Après s’être transformée en usine de chocolat, à sa réouverture en 2014, pour l’exposition « Chocolate Factory » de Paul McCarthy, la Monnaie de Paris propose « Take Me (I’m Yours) », une exposition où les œuvres sont vouées à la dispersion (« à l’amiable » comme précisé sur place).
Une première exposition avait rencontré un grand succès à la Serpentine Gallery de Londres en 1995. Pour la présentation parisienne, elle a été recréée et enrichie avec plus de trente projets.
C’est une exposition collective avec une quarantaine d’artistes et participative avec nous, les visiteurs qui avons le droit de toucher, déplacer des pièces et même en emporter !
N’hésitez pas à y emmener des enfants.
Commissaires : Christian Boltanski et Hans Ulrich Obrist avec Chiara Parisi, directrice des programmes culturels de la Monnaie de Paris.
L’exposition permet de revenir sur les questions de l’unicité de l’œuvre d’art, leur sacralisation, leurs modes de production… Comme un clin d’œil au lieu, les œuvres de cette exposition sont destinées à être dispersées comme les monnaies. De grands sacs en papier sont même mis à la disposition des visiteurs pour faire leurs emplettes !
Quelques exemples de ce que l’on peut voir sous les lambris de La Monnaie de Paris :
L’arbre de Yoko Ono (wish tree) invite à attacher des messages de paix aux branches.
L’installation de Christian Boltanski, quatre immenses piles de vêtements… regarder, réfléchir et prendre un vêtement en pensant à la nouvelle destination qu’on lui réserve.
L’installation de Hans-Peter Feldmann, des cartes postales de la tour Eiffel épinglées partout sur les murs et des petites tours Eiffel en métal.
Les bannières et badges de Gilbert et Georges (God Save the Queen mais aussi Fuck the teachers et d’autres).
Un très beau tapis de bonbons à la menthe, œuvre créée en 1991 par Felix Gonzales-Torres
En plus des cartes postales, bonbons, journaux, flacons d’eau de rose de Damas que l’on peut toucher et emporter, il est possible de participer à quelques œuvres (pièces de monnaie, photographies, journaux, troc…).
On peut se demander ce que deviendront ces œuvres ou morceaux d’œuvres, une fois les visiteurs-participants rentrés chez eux.

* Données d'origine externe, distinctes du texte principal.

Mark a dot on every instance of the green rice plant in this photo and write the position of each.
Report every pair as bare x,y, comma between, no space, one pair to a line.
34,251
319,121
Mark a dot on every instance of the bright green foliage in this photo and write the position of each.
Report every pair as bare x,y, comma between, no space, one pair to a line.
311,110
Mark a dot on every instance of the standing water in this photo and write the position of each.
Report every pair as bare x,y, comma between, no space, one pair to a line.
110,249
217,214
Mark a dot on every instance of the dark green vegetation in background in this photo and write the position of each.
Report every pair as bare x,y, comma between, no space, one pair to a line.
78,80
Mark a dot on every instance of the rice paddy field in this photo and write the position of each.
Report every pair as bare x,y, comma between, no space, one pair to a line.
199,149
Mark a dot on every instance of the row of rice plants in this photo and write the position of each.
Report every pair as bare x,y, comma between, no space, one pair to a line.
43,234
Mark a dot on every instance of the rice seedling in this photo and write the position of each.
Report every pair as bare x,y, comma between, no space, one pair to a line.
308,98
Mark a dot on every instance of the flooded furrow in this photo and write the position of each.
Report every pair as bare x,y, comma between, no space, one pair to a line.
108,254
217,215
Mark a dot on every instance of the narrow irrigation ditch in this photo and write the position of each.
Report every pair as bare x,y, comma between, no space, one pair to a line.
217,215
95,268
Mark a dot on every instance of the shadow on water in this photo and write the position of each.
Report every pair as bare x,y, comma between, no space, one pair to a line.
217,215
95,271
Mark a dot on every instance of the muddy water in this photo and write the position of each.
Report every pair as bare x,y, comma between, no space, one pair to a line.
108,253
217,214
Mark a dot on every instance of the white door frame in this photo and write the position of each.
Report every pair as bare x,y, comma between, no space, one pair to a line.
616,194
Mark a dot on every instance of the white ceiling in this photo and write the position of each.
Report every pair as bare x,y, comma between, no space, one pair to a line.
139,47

Mais déjà sur place, on s’interroge, on se sent plus gais et aussi plus décontractés en pensant au marché de l’art.
Témoignage Take Me I’m yours à la Monnaie de Paris
Visitée le jeudi 1 er octobre vers 13 heures, c’est une bonne heure assez calme, on ne se marche pas sur les pieds tout en n’étant pas seuls.

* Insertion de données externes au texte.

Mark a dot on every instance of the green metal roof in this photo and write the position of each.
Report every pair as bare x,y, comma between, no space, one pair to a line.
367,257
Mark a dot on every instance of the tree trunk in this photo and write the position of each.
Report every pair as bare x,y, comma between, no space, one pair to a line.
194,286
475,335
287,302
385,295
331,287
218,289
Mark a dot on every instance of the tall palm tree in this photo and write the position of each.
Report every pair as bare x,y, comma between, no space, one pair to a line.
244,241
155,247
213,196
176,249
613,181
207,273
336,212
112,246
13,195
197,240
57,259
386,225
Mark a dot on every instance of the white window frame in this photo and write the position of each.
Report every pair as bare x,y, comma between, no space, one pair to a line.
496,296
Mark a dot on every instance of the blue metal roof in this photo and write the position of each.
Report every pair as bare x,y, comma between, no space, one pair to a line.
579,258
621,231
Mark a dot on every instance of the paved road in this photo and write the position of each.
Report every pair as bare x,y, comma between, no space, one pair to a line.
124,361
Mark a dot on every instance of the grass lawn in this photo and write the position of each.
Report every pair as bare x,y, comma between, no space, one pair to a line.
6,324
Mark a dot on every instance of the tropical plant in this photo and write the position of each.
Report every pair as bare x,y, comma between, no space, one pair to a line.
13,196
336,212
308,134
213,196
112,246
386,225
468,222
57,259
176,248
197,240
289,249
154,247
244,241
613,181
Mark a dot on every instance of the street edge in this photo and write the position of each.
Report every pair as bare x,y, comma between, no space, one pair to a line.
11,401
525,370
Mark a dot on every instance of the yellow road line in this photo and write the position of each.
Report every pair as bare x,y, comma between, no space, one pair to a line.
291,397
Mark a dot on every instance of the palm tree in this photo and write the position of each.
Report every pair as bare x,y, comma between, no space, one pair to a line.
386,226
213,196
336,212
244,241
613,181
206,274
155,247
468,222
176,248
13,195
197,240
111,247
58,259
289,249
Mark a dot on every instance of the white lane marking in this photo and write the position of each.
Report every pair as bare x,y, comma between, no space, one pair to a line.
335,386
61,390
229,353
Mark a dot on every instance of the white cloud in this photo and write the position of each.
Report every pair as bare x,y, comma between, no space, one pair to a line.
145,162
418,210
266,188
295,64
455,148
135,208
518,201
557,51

Vraiment une exposition dont on a envie de parler…
Dans le grand salon, hésitation devant les 4 tas de vêtements de Christian Boltanski, son installation au Grand Palais pour Monumenta était plus parlante et « émotionnelle ». Dans la même salle, les 4 piles de tirages de Gonzalez-Torres m’attirent et j’en choisis 2 dont le plus grand, un oiseau volant sur un ciel gris, immense. Heureusement qu’à l’arrivée, un grand sac en papier m’a été donné pour mettre ma collection d’œuvres à emporter !

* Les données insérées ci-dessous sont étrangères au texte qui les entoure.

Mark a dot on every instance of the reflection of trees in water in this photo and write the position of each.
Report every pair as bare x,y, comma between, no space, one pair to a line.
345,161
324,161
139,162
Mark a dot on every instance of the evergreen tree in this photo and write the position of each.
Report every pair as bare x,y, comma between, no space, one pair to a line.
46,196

Dans l’’installation de Hans-Peter Feldmann, je prends une carte postale de la tour Eiffel et une petite effigie pour touriste avec l’intention de l’envoyer aux USA à une amie qui aime l’art contemporain. C’est incroyable comme la valeur de cet envoi que je vais faire me parait forte par rapport à la valeur d’une carte postale et d’une petite tour Eiffel en métal…
Un irrésistible tapis de gros bonbons à la menthe tout brillants, du même artiste que les 4 piles du grand salon. Combien de bonbons à se partager entre visiteurs ? A manger, à garder sur une étagère ou à donner ?
Dans la salle Gilbert et Georges, on est prévenus qu’il ne faut pas prendre plus d’un badge, un badge par personne… on peut emporter mais il faut en laisser pour les autres !
On peut aussi participer en se prenant en photos dans la cabine photomaton puis laisser la moitié des photos et emporter l’autre moitié sur un carton numéroté… laisser une trace de soi sur les murs d’une exposition… ça je l’ai pas fait, pas envie.
Et dans une salle quasiment vide, une jeune femme (« performeuse ») toute seule à une table. Après avoir tourné autour, je me suis approchée pour savoir ce qu’elle faisait là. Elle me demande si je veux échanger un objet que j’ai dans mon sac avec un autre qu’elle me donnerait… j’hésite mais c’est tentant de jouer le jeu ! D’abord on pense à un truc insignifiant qu’on pourrait donner… Mais elle prévient « Ah mais encore faut-il que j’accepte votre objet ». Peu à peu, l’idée de donner quelque chose auquel on tient se fait jour et je propose un petit miroir avec une image au dos. Avant d’accepter, la jeune femme demande d’où cela vient : – de la boutique d’un musée, je ne me souviens plus lequel, et l’image représente un portrait, dessin de Dûrer. L’échange est conclu et elle me tend une boîte plate en métal que j’avais à peine remarquée sur sa table. Il y a une inscription dessus : LoVe in LOnDoN et des monuments de Londres. Elle est chouette ma nouvelle boîte ! et j’essaie d’imaginer qui l’a déposée ?
En ressortant par le grand escalier, je regardais le « wish arbre » de Yoko Ono avant d’aller y accrocher un message et j’ai failli marcher sur deux œufs blancs qui avaient l’air tout frais, posés sur les marches. Dernière surprise de l’exposition !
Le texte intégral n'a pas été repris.